There are two ways to look at this. On one hand, North Run didn’t negotiate the CVR for a large portion of its own economic stake. On the other hand, the preferreds still offer indirect exposure: if regulators approve the merger and the stock trades up meaningfully above $14 (say, $15/share), North Run captures that upside in cash at closing. So this structure of the consideration doesn’t necessarily imply that North Run is pessimistic about the CVR payout. There could be other reasons (e.g. liquidity needs, as North Run is a tiny fund) for why the transaction was set up this way.
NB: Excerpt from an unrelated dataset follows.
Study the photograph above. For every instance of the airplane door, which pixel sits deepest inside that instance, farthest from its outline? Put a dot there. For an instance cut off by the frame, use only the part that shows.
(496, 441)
If anything, the consideration structure suggests that the largest shareholder expects the market to assign substantial value to the CVR once the buyout looks certain.
Assuming LNSR trades at ~$15/share VWAP before closing and that three years later the CVR pays out in full, North Run will make approximately $172m in total—$23m of which would come from the CVR.
When the proxy is released, it will be interesting to see what kind of negotiations took place to agree on the current structure.
A bit of background
The standard of care for cataract surgery is phacoemulsification, which accounts for over 85% of total procedures. The surgeon makes a small incision in the eye using a blade and inserts an ultrasonic probe, which breaks up the cloudy lens and sucks out the fragments. An artificial lens is then implanted in its place.
Femtosecond laser technology was introduced for cataract surgery 15 years ago. It complements the phacoemulsification process. Femtosecond system uses highly precise laser pulses to perform both the incisions and the lens fragmentation without any scalpels required. Today, many surgeries use a combination of both technologies, with the femtosecond laser handling the preparation of the eye and phaco handling the removal of the lens.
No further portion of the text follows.